Es el artista remoto, el inclinado al laconismo, que, afirma Menuhin, lleva adelante su existencia con exclusión del resto del mundo, bajo varias capas de ropa, incluso en pleno verano, evitando el contacto con los demás. Es también el intérprete artístico que deja de interpretar a los treinta y un años, para dedicarse a los aspectos técnicos de la grabación musical.
Varios episodios de la película parecen metidos a la fuerza, pero el caso es que si el filme se denominase Veintinueve cortometrajes sobre Glenn Gould, nos quedaríamos sin la resonancia que, a partir del título, nos lleva a las Variaciones Goldberg de Bach, que son treinta y dos, contando el aria y el aria final.

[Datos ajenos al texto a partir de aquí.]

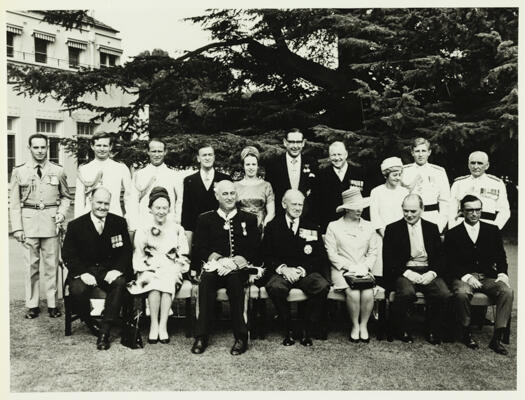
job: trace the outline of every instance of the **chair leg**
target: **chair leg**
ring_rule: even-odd
[[[389,342],[394,341],[394,327],[392,320],[392,303],[388,300],[385,300],[385,327],[386,327],[386,340]]]
[[[64,296],[64,320],[65,320],[65,336],[71,336],[71,298],[69,296]]]
[[[377,340],[383,340],[385,337],[386,330],[386,300],[380,300],[377,302]]]
[[[191,306],[191,297],[185,300],[186,305],[186,319],[184,323],[184,335],[187,338],[193,336],[193,307]]]
[[[258,309],[258,330],[259,330],[259,339],[266,338],[266,300],[258,299],[257,300],[257,309]]]
[[[258,319],[257,319],[257,300],[252,299],[251,297],[248,299],[248,321],[249,326],[248,330],[250,331],[250,337],[252,339],[257,339],[259,335],[259,325],[258,325]]]

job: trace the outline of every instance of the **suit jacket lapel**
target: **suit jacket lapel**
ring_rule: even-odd
[[[470,235],[467,232],[467,228],[465,228],[465,224],[461,223],[461,235],[463,236],[463,240],[465,243],[468,243],[469,246],[474,246],[477,242],[479,242],[479,238],[481,236],[481,226],[479,227],[479,233],[478,233],[478,239],[476,242],[473,242],[470,238]]]

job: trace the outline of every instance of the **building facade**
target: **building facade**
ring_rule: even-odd
[[[43,22],[38,11],[7,11],[7,63],[76,71],[80,67],[104,68],[120,65],[121,39],[118,31],[92,17],[85,19],[82,30],[66,30]],[[134,97],[117,88],[84,101],[103,106],[126,106]],[[24,97],[7,84],[7,155],[8,174],[15,165],[29,159],[27,141],[34,133],[49,136],[49,159],[62,164],[70,186],[75,184],[77,160],[61,148],[61,138],[89,137],[97,131],[117,131],[118,122],[90,122],[89,111],[61,111],[61,103],[47,98]],[[147,118],[147,115],[143,116]]]

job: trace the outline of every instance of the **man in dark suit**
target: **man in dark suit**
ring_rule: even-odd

Posee la película una claridad excéntrica, y en ella siempre hay algo moviéndose en la distancia. Es el propio Glenn Gould. En un empeño menos sensible al tema por ellos mismos elegido, ambos, el escritor y el director, habrían tratado de comprimir la distancia, de hallar alguna traza del hombre tangible, algo que nos resultara familiar a todos, una línea secundaria relativa a su rabia interior, su voluntad de control total, su persona sexual, un sentido de su paranoia y de su hipocondría, su larga lista de médicos y medicamentos, su manía obsesiva de estarse siempre tomando el pulso y la tensión sanguínea… Cualquier enredo de terror que pudiera coexistir con los altos designios del artista espectral.
No ocurre ello en este filme, lo cual nos dice mucho de su categoría y eficacia. Aquí tenemos al artista con todas sus rarezas y en todo su aislamiento. Es su película, en sus propios términos, aunque la hayan hecho otros, once años después de su fallecimiento. No tenemos por qué saberlo todo del hombre. Menos que todo puede ser el hombre.
En las novelas de Thomas Bernhard, la mente humana en condición de aislamiento es el final de la espiral temática. Bernhard, que poseía formación musical, imagina en El malogrado que Glenn Gould es amigo suyo, que ambos son alumnos de Horowitz, y que Gould es un hombre compulsivamente preocupado con su arte, cualidad que necesariamente habrá de destruirlo. Debe quedar entendido que Bernhard, por su parte, escribe una prosa de tan infatigable intensidad en su camino hacia una idea fija que a veces se aproxima a un nivel de delirio autodestructivo. Suele tener gracia, en ese nivel.